Elle chantait… Puis elle s’est arrêtée de chanter. Elle n’a plus parlé de Nice et de la Côte d’azur de son enfance. Elle ne riait plus aux histoires de Mézel que Serge racontait. Elle lui a fait un dernier sourire en lui prenant la main qu’il lui tendait. Et puis… Elle s’est arrêtée de parler et n’a plus eu la force de se nourrir.

Une vie prend fin. Une histoire se termine. Un sourire disparaît. Un manque se fait sentir. Une absence soudaine qu’on n’avait pas imaginée !

Ne pleurez pas

Mais, ne pleurez pas, vous ses parents et ses amis.
Ne pleure pas Josiane, même s’il n’y aura plus maintenant, les longues, très longues conversations complices, avec maman au téléphone.
Ne pleure pas Serge, même si ce soir, dans le chalet de la colline, il faudra bien se rendre à l’évidence, il n’y aura plus que la minette à caresser sur le canapé noir…

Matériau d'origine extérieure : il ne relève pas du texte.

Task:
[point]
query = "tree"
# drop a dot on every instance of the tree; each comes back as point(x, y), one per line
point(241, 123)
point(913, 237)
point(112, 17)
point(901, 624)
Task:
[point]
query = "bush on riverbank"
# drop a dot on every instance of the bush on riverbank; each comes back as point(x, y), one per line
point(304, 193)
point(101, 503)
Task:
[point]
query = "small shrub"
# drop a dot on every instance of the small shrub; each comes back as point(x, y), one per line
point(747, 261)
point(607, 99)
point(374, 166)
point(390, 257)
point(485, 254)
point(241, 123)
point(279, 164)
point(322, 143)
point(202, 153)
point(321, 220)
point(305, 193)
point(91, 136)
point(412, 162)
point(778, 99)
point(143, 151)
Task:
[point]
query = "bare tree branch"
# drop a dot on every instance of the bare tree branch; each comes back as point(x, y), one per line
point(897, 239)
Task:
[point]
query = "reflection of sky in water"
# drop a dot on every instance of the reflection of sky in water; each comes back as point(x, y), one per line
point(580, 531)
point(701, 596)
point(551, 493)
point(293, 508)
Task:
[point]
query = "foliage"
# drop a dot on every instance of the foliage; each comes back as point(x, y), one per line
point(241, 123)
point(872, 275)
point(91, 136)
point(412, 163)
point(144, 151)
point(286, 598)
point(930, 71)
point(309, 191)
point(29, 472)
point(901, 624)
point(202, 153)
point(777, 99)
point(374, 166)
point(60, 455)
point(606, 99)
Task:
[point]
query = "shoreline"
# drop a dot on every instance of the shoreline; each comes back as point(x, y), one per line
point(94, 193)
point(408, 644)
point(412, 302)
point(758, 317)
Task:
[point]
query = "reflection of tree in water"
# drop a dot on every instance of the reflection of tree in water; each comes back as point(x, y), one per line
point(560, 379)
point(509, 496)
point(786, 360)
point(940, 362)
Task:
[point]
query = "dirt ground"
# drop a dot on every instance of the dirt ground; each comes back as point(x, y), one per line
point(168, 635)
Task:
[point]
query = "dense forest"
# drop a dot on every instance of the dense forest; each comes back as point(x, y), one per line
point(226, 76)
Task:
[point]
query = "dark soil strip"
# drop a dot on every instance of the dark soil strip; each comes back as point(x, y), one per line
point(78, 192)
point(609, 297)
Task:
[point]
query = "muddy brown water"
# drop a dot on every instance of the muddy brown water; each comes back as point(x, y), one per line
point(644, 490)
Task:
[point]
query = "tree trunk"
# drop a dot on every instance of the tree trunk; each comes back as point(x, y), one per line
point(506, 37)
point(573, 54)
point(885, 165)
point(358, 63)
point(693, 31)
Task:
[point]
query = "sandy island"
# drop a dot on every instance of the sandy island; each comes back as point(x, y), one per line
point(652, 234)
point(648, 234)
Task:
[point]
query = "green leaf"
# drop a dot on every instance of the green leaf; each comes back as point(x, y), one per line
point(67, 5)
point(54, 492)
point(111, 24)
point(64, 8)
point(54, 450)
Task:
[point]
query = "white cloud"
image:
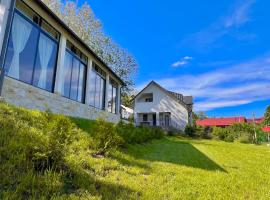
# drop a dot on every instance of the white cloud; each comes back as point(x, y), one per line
point(184, 61)
point(240, 14)
point(187, 58)
point(234, 85)
point(179, 63)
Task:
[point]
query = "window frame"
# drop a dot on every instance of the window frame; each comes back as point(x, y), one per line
point(40, 30)
point(113, 85)
point(84, 77)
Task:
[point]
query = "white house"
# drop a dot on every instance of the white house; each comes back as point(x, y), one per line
point(45, 65)
point(126, 112)
point(156, 106)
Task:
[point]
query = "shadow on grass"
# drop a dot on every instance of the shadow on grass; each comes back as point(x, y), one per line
point(176, 152)
point(80, 180)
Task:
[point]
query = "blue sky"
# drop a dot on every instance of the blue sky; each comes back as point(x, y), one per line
point(217, 51)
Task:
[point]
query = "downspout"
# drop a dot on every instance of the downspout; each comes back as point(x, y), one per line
point(5, 42)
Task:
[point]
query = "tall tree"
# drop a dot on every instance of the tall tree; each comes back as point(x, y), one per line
point(84, 23)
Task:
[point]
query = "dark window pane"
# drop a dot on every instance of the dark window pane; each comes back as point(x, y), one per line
point(75, 79)
point(50, 30)
point(67, 75)
point(92, 88)
point(97, 95)
point(110, 94)
point(102, 95)
point(114, 100)
point(45, 63)
point(28, 12)
point(81, 84)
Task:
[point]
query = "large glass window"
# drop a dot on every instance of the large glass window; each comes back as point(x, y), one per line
point(74, 77)
point(97, 88)
point(112, 96)
point(32, 53)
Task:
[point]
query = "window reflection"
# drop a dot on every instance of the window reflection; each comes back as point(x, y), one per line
point(97, 88)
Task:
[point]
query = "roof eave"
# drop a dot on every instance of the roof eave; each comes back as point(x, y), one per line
point(55, 17)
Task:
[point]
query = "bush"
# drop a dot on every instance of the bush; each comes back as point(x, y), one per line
point(105, 136)
point(138, 135)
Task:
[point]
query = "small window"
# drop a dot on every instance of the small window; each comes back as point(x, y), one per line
point(49, 29)
point(145, 117)
point(99, 70)
point(77, 52)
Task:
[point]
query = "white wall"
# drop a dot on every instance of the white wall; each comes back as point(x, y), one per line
point(162, 102)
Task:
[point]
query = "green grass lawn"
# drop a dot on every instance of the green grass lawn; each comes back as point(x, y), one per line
point(175, 168)
point(170, 168)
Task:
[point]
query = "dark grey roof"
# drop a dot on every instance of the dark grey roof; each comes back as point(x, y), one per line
point(56, 18)
point(184, 100)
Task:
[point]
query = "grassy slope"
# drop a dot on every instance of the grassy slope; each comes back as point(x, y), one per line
point(171, 168)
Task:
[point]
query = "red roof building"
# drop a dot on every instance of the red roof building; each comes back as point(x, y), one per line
point(256, 120)
point(221, 122)
point(266, 129)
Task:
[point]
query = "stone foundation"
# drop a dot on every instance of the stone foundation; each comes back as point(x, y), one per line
point(28, 96)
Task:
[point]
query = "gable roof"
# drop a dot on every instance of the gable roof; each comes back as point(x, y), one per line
point(176, 96)
point(73, 34)
point(220, 121)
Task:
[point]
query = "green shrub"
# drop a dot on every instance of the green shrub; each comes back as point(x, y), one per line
point(105, 136)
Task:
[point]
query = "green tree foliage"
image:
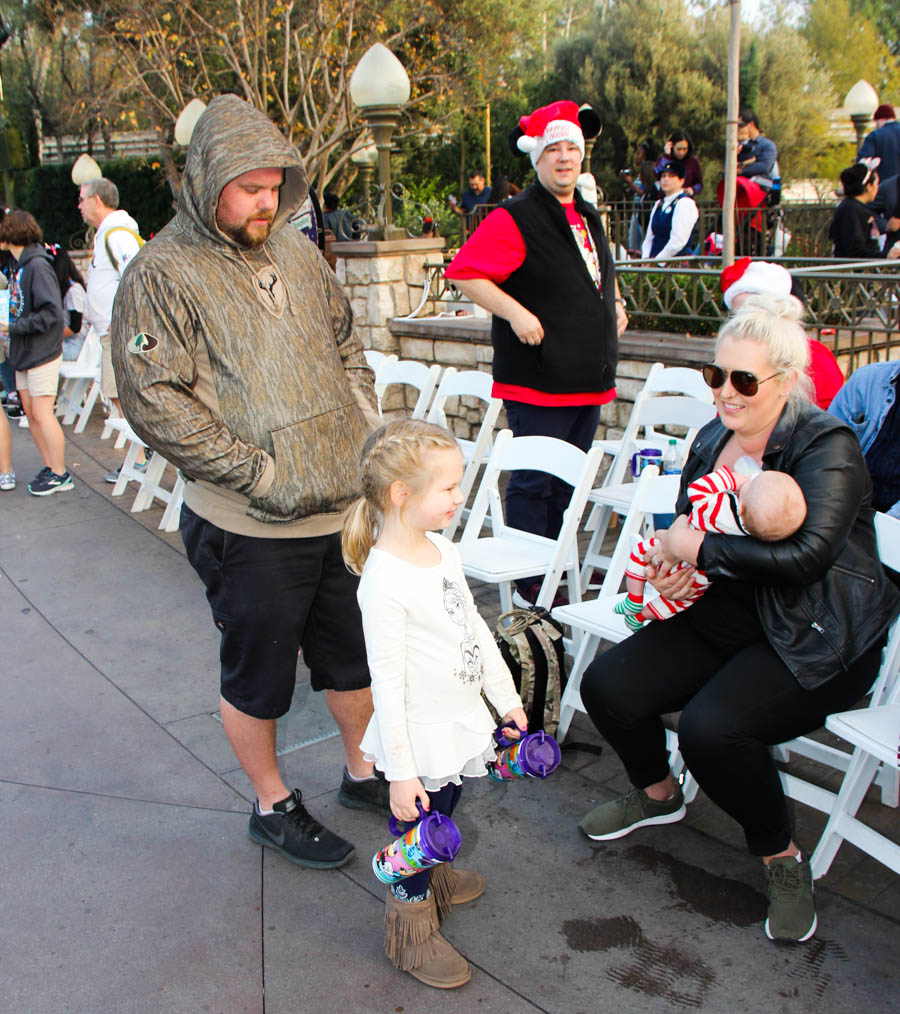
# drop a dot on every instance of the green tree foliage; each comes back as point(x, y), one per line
point(651, 66)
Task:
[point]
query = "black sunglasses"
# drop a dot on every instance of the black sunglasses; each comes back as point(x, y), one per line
point(743, 381)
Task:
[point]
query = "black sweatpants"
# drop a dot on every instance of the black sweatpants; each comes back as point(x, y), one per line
point(737, 699)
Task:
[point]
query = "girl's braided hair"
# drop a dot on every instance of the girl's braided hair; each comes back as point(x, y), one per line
point(395, 452)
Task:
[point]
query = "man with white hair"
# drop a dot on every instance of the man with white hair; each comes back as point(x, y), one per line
point(117, 240)
point(541, 265)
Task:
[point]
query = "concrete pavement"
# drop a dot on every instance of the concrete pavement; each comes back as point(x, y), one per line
point(129, 883)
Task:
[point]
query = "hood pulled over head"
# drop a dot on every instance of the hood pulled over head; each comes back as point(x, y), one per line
point(232, 138)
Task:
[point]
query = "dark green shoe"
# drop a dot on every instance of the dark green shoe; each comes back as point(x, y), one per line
point(635, 809)
point(792, 914)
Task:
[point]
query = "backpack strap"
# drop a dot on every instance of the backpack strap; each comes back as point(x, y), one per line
point(120, 228)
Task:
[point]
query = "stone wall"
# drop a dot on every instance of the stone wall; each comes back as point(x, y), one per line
point(386, 280)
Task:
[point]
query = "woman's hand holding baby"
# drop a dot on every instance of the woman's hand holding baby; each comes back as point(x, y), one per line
point(403, 796)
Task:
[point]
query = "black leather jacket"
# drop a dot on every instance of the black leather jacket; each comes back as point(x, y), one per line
point(822, 594)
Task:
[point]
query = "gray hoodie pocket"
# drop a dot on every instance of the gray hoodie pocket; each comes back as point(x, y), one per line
point(316, 466)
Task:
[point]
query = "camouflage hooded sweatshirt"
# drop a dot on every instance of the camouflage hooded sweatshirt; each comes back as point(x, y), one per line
point(241, 366)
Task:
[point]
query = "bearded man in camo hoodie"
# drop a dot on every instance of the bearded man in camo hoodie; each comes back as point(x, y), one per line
point(236, 360)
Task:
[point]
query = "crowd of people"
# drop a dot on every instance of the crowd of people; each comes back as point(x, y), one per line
point(314, 527)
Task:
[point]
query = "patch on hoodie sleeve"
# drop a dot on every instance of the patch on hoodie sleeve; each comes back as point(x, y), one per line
point(142, 343)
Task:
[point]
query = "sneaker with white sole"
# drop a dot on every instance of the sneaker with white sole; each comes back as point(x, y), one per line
point(635, 809)
point(293, 831)
point(792, 910)
point(48, 482)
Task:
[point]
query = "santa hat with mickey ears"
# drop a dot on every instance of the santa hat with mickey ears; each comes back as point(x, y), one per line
point(561, 121)
point(754, 276)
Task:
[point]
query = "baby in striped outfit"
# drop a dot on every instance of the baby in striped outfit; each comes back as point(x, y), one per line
point(767, 505)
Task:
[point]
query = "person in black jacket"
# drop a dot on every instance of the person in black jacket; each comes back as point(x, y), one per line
point(541, 266)
point(789, 632)
point(853, 228)
point(35, 345)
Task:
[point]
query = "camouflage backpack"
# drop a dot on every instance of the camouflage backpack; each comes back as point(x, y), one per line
point(531, 644)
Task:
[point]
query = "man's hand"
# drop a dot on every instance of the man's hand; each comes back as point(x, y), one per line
point(402, 799)
point(526, 326)
point(621, 319)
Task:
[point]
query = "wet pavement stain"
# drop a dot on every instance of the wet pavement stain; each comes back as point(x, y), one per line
point(717, 897)
point(811, 960)
point(666, 970)
point(602, 934)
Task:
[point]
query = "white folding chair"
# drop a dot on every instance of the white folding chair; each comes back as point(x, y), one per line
point(509, 554)
point(615, 494)
point(406, 371)
point(595, 621)
point(472, 384)
point(148, 480)
point(875, 734)
point(886, 777)
point(78, 379)
point(374, 357)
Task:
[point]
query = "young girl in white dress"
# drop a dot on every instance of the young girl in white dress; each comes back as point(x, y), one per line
point(431, 655)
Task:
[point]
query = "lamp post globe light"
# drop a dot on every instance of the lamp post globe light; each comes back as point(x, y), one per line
point(861, 101)
point(85, 168)
point(365, 158)
point(380, 87)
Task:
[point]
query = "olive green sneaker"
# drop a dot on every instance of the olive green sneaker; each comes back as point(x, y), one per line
point(635, 809)
point(792, 914)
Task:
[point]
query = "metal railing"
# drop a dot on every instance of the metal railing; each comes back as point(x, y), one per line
point(786, 229)
point(852, 307)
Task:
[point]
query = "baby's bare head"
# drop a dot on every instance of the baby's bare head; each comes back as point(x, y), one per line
point(772, 506)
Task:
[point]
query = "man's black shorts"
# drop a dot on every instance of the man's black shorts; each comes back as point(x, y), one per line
point(270, 598)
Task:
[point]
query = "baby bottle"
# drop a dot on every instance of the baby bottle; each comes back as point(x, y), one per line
point(536, 754)
point(431, 840)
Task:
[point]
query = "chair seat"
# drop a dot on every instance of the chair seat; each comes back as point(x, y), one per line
point(507, 559)
point(596, 617)
point(877, 730)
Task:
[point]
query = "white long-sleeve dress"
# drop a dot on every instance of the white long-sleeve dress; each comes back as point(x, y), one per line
point(431, 654)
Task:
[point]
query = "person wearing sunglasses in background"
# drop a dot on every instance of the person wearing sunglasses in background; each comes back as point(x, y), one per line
point(759, 658)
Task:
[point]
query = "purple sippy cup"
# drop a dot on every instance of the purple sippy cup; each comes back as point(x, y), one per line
point(536, 754)
point(433, 839)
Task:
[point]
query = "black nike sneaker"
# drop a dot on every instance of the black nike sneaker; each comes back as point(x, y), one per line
point(298, 836)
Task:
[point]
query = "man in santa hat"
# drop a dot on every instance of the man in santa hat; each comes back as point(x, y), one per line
point(746, 278)
point(541, 265)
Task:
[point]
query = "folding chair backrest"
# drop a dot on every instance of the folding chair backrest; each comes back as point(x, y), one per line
point(655, 494)
point(468, 383)
point(887, 530)
point(407, 371)
point(677, 380)
point(548, 454)
point(650, 412)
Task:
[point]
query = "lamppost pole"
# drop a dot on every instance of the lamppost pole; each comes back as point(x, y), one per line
point(380, 87)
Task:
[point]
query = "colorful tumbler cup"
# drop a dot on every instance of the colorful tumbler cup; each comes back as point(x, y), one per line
point(536, 754)
point(433, 839)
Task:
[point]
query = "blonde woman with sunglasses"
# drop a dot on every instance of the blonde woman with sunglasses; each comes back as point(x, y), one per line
point(789, 631)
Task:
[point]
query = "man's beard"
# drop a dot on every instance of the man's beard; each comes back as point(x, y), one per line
point(241, 234)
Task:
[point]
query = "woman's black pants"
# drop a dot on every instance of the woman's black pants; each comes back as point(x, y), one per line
point(737, 698)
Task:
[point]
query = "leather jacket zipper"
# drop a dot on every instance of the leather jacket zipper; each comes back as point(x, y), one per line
point(849, 573)
point(821, 630)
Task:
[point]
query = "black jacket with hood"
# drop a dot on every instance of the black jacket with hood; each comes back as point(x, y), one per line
point(35, 334)
point(822, 594)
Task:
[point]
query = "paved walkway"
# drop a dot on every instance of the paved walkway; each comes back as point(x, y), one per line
point(129, 883)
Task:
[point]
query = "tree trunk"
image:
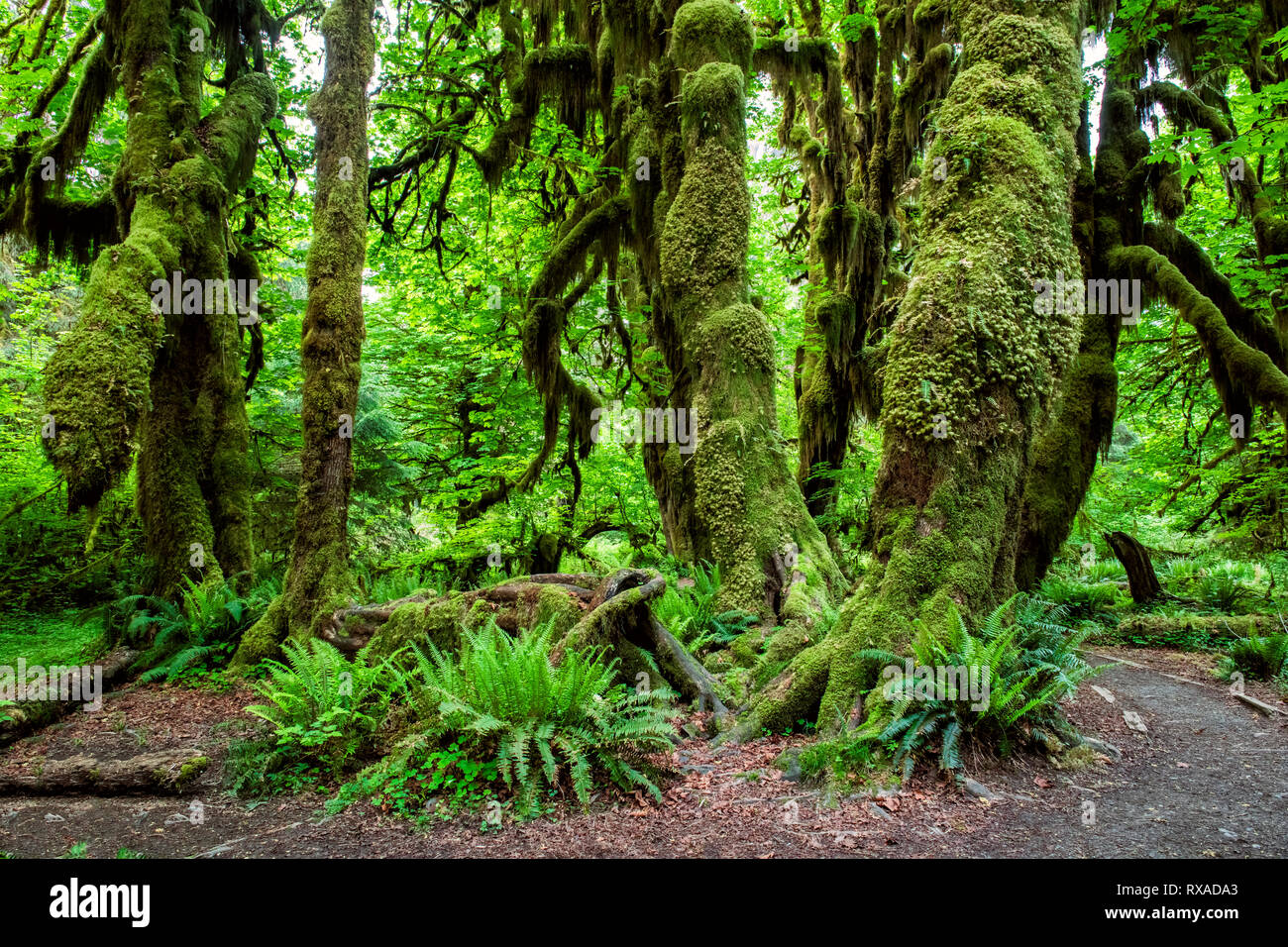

Ne pleurez pas ! Jeanine a mis, une dernière fois ses bigoudis. Elle a coiffé ses frisettes et mis un peu de laque pour l’éternité. Elle a mis sa belle robe couleur rose-saumon. Elle a passé du temps à se maquiller devant la petite glace de la salle de bains. Elle a donné un dernier coup d’œil aux fleurs du jardin que Serge sait si bien soigner.

Ne pleurez pas ! Ça y est ! Elle a retrouvé son plus beau sourire, elle a retrouvé tous ses souvenirs. Et tous les noms de ceux qu’elle aime lui reviennent en mémoire.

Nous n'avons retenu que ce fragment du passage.